Conceptualization is the process by which raw ideas or phenomena are structured and organized into abstract concepts, enabling better understanding, modeling, and manipulation within artificial intelligence (AI) systems. It involves identifying, defining, and formalizing key entities, relationships, and properties of a domain, thus facilitating the creation of coherent cognitive or computational models. Conceptualization stands apart from approaches like classification or mere data extraction by creating rich, reusable semantic representations.

Use cases and examples

Conceptualization is used in building ontologies for the semantic web, developing knowledge bases, and modeling complex domains (healthcare, finance, industry). For instance, in voice assistants, it links natural language commands to precise computational actions.
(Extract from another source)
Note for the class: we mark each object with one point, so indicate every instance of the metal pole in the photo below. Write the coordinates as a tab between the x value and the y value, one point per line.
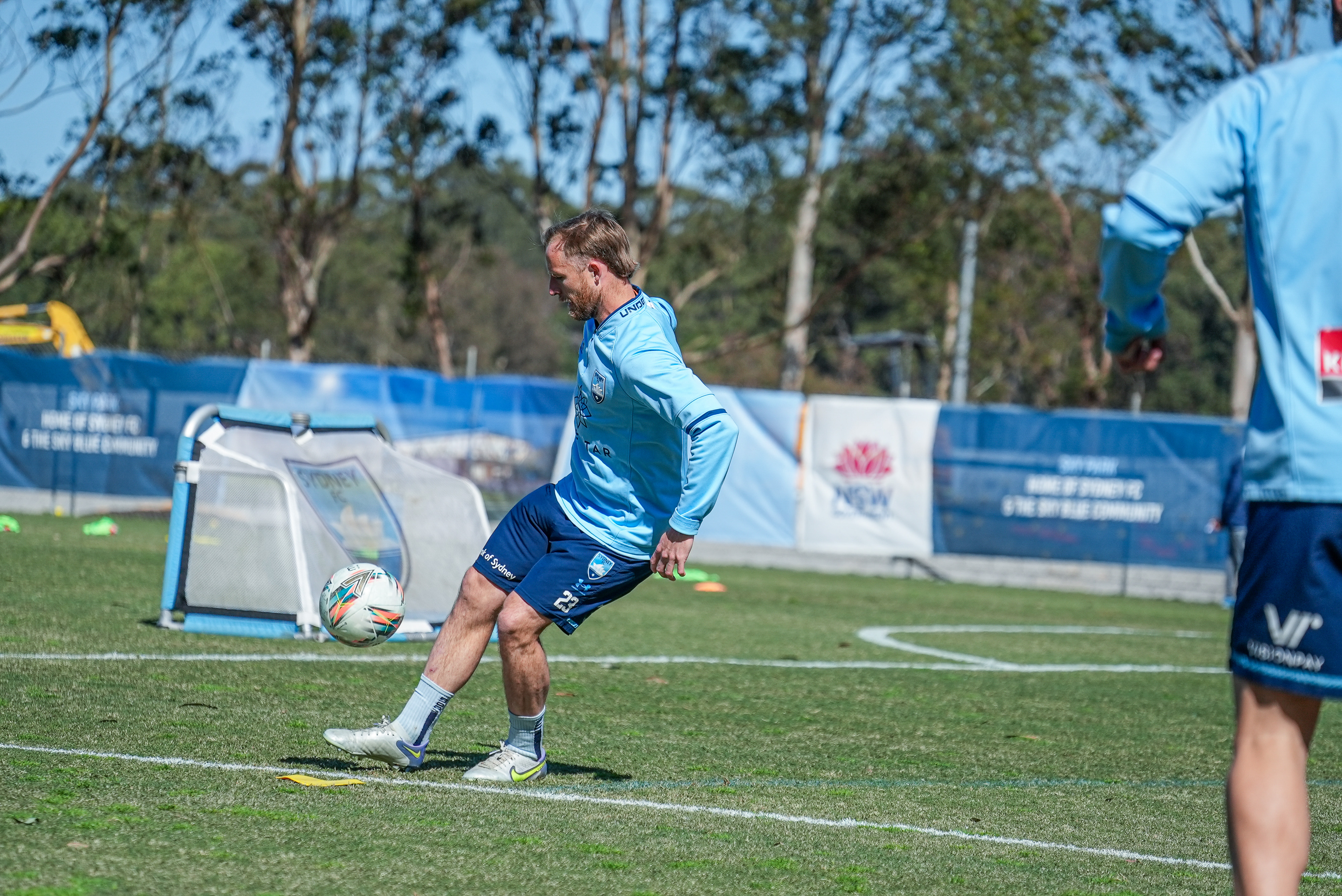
968	265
In computer vision, it helps translate detected objects into manipulable concepts for high-level reasoning.

Main software tools, libraries, frameworks

Notable tools for conceptualization include Protégé (for OWL ontology editing), WebProtégé, TopBraid Composer, as well as frameworks like Apache Jena (Java) and Owlready2 (Python). These tools facilitate the creation, management, and exploitation of concepts in automated or collaborative systems.

Recent developments, evolutions, and trends

Recent advances focus on partially automating conceptualization via machine learning, particularly extracting concepts from unstructured texts or large knowledge graphs. Integration with large language models (LLMs) is enabling dynamic and evolving conceptualizations, suitable for rapidly changing domains.